As I toured the exhibits, I thought often of two important differences between the anti-apartheid struggle in South Africa and the civil rights struggle in the US. Those struggling in the U.S. remained peaceful in the face of all sorts of provocations, while the leadership of the ANC (African National Congress) adopted targeted violence as one of its tactics. This became understandable to me as I considered the other major difference between the two situations: African-Americans in the U.S. constituted a minority of the population (hence the emphasis on pacifism); in South Africa, non-whites made up the vast majority of the population (hence the emphasis on targeted violence).

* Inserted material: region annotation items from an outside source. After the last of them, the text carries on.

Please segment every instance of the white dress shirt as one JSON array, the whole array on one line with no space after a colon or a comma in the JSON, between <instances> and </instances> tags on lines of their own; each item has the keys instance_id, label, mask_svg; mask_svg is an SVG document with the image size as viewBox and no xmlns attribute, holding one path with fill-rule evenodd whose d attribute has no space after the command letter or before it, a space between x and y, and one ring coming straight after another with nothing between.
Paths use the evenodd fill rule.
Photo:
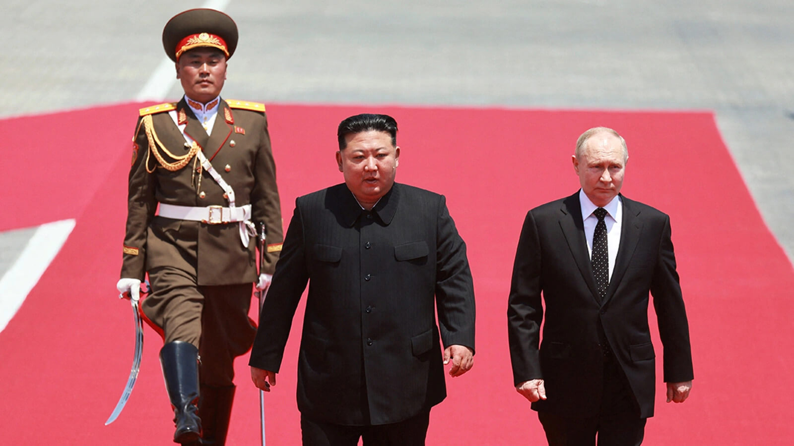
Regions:
<instances>
[{"instance_id":1,"label":"white dress shirt","mask_svg":"<svg viewBox=\"0 0 794 446\"><path fill-rule=\"evenodd\" d=\"M593 233L598 217L593 211L598 209L581 189L579 190L579 204L582 209L582 220L584 223L584 237L588 240L588 255L592 259L593 256ZM615 195L612 201L603 206L607 210L607 216L603 217L607 224L607 252L609 255L609 278L612 279L612 270L615 269L615 260L618 257L618 248L620 248L620 230L622 226L623 202L620 195Z\"/></svg>"},{"instance_id":2,"label":"white dress shirt","mask_svg":"<svg viewBox=\"0 0 794 446\"><path fill-rule=\"evenodd\" d=\"M215 125L215 118L218 117L218 110L220 108L219 106L221 105L221 97L218 96L206 104L202 104L196 102L186 95L185 102L187 102L187 106L193 110L193 114L196 115L196 117L198 119L198 122L201 122L202 127L203 127L204 130L206 131L206 134L209 135L212 133L212 128ZM185 127L187 127L187 125L179 125L179 118L176 116L176 110L171 110L168 112L168 114L171 115L171 118L174 120L174 123L176 124L176 126L179 128L179 131L184 133Z\"/></svg>"}]
</instances>

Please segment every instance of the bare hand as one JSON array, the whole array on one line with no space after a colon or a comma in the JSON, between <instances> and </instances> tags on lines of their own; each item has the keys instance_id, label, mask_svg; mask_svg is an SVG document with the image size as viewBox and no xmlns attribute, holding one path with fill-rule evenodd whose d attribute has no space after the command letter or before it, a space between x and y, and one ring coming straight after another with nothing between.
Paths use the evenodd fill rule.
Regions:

But I am left with one overriding similarity between the two groups of oppressed peoples. Given the odds against success, I consider those who placed their lives on the line in the 1950s and ’60s to be the greatest heroes in our history. I am even more impressed with how few of those who endured discrimination, death threats, and beatings appear to be bitter towards their former oppressors – maybe it’s because they can look back on their achievements with the pride of knowing that they changed history. Similarly, I look with wonder and awe at the black Africans who forsook violence and accepted Nelson Mandela’s Peace and Reconciliation plan after they were finally able to overthrow apartheid. They, too, ended up heroes on the right side of history.